Trump gegen den Anti-Abschiebe-Richter: In den USA beginnt ein Schicksalskampf

In Washington tobt ein Schicksalskampf um das Herz der Demokratie. Es geht um das Prinzip der Gewaltenteilung, und da ist auf der einen Seite Präsident Donald Trump mit dem Ausspruch: „Wer sein Land rettet, verstößt gegen kein Gesetz.“

Die andere Seite markiert Ex-Bundesrichter J. Michael Luttig. „Der Präsident der Vereinigten Staaten hat der Rechtsstaatlichkeit in Amerika im Kern den Krieg erklärt“, warnt der Republikaner-nahe Luttig, den George H.W. Bush einst zum Bundesrichter ernannte und der wenige Jahre später von dessen Sohn George W. Bush fast zum Richter am Obersten Gerichtshof, dem Supreme Court, berufen worden wäre.

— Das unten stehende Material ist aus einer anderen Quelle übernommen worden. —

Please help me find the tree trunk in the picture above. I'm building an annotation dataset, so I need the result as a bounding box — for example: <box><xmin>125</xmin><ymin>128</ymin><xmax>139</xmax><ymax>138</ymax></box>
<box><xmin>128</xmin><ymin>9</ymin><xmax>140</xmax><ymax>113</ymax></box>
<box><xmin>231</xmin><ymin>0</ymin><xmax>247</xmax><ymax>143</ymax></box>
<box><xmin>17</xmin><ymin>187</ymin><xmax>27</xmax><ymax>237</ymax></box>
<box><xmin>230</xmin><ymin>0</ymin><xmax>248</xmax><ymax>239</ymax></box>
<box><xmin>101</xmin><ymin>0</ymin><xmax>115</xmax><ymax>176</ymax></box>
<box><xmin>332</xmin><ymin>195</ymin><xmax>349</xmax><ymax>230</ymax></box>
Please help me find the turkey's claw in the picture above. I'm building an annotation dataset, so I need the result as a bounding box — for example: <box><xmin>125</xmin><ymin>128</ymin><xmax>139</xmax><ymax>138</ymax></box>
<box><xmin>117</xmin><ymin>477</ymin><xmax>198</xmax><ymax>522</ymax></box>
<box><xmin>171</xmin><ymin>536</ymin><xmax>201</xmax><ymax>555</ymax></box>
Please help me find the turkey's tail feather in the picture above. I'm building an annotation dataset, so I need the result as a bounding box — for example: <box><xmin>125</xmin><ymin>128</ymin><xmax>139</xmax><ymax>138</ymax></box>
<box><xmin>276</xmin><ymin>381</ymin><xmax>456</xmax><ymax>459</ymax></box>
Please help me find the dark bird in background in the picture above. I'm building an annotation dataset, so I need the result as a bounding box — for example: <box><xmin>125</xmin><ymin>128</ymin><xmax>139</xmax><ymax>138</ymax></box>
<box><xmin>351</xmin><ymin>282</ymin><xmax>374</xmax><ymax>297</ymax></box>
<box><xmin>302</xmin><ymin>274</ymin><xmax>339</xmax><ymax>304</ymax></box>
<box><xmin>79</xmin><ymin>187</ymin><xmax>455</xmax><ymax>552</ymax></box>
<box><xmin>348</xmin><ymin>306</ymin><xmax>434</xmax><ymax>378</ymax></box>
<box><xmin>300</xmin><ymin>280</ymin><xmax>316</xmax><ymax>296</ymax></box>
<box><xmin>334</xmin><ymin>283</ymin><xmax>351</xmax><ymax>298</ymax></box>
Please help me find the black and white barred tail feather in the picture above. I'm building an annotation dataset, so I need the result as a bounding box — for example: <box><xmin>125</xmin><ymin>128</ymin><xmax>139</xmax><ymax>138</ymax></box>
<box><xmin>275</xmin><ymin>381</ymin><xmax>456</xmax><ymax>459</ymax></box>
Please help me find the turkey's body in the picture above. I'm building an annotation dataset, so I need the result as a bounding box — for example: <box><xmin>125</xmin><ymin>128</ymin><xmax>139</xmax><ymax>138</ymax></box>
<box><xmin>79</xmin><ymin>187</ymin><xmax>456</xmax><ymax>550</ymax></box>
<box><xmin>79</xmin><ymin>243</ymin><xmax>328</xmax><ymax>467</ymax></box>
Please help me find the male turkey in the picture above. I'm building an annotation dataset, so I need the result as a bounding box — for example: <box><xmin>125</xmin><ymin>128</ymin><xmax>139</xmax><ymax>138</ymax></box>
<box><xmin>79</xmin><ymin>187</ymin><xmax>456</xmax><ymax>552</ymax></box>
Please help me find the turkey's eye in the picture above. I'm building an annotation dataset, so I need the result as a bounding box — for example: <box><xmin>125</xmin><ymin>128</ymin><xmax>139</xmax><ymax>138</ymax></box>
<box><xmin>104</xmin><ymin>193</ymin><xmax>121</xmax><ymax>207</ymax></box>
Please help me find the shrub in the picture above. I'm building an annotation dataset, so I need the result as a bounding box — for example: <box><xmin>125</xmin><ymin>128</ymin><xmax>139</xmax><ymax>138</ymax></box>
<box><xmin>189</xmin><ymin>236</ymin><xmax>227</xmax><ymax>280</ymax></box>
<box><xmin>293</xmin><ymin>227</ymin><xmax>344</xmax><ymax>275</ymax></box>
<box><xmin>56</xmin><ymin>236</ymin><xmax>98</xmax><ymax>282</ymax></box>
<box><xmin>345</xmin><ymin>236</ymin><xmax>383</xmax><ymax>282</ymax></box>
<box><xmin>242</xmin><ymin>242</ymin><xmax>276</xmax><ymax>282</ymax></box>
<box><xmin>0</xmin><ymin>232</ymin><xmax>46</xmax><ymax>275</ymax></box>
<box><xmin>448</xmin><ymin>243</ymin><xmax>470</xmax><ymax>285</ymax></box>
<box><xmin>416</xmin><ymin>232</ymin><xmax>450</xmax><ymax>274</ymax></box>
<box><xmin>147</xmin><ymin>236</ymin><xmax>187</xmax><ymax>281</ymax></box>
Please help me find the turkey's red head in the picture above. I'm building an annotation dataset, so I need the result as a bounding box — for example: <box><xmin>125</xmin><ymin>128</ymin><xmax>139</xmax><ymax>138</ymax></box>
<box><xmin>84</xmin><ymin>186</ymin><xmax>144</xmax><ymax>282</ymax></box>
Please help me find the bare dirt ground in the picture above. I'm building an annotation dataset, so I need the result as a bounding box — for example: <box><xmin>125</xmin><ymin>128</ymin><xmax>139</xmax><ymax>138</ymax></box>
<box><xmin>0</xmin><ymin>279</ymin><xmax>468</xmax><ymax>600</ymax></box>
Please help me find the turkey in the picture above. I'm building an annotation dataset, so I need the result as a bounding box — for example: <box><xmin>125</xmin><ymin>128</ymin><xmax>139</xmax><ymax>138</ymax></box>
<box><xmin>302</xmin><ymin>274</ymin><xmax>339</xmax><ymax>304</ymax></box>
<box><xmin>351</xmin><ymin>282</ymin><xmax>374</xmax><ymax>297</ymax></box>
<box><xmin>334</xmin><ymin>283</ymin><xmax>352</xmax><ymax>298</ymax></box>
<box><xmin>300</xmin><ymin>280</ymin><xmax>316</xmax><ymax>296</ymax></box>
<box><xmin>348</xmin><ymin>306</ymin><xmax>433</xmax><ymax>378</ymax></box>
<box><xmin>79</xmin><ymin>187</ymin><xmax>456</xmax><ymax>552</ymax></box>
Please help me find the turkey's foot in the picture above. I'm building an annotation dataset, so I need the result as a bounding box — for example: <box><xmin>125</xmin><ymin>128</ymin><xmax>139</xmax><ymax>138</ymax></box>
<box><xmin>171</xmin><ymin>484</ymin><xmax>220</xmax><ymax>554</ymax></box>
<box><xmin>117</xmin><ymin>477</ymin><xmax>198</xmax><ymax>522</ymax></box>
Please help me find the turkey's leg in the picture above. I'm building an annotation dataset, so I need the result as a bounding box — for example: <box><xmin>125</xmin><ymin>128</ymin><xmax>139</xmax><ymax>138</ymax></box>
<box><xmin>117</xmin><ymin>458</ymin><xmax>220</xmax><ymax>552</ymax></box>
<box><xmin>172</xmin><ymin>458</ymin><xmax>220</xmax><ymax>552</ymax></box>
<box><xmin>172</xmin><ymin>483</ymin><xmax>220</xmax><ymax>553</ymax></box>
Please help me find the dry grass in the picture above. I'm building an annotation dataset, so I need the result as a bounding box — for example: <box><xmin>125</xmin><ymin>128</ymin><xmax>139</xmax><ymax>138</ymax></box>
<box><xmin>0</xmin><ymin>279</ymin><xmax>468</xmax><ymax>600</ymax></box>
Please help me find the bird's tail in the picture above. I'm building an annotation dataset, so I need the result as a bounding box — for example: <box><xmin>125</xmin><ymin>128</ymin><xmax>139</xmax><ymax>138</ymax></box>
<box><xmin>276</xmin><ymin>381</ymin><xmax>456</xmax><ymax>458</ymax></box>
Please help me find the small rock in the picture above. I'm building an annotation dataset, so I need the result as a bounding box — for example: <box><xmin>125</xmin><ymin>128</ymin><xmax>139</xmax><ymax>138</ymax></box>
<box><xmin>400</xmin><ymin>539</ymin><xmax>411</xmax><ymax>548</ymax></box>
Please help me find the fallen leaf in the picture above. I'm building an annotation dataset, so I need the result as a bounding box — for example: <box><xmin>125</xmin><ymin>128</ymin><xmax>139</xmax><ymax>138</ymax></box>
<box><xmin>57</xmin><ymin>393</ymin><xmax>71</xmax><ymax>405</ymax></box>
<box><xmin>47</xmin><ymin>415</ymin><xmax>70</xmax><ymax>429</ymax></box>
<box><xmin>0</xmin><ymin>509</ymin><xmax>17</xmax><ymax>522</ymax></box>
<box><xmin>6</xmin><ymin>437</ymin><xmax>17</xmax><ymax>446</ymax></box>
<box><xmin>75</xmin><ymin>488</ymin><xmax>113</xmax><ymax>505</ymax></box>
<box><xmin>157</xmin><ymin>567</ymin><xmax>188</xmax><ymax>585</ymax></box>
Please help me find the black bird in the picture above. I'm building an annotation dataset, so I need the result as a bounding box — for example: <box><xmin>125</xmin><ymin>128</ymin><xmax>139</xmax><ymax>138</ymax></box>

US-Justiz kann Trumps Handlungen für ungültig erklären

Das bewährte System der Gewaltenteilung nennt sich in den USA „Checks and Balances“ und sieht eine sehr klare Drittelung der Macht vor: Der Kongress (Legislative) verabschiedet Gesetze, kontrolliert die Bundesfinanzierung und kann Präsidenten oder Richter des Amtes entheben.

Der Präsident (Exekutive) setzt Gesetze durch, befehligt das Militär und hat die Macht, ein Veto gegen Gesetze des Kongresses einzulegen, was wiederum vom Kongress überstimmt werden kann.

Die Justiz (Judikative), an ihrer Spitze der Oberste Gerichtshof, interpretiert Gesetze und kann Handlungen des Präsidenten oder vom Kongress verabschiedete Gesetze für verfassungswidrig und damit für ungültig erklären.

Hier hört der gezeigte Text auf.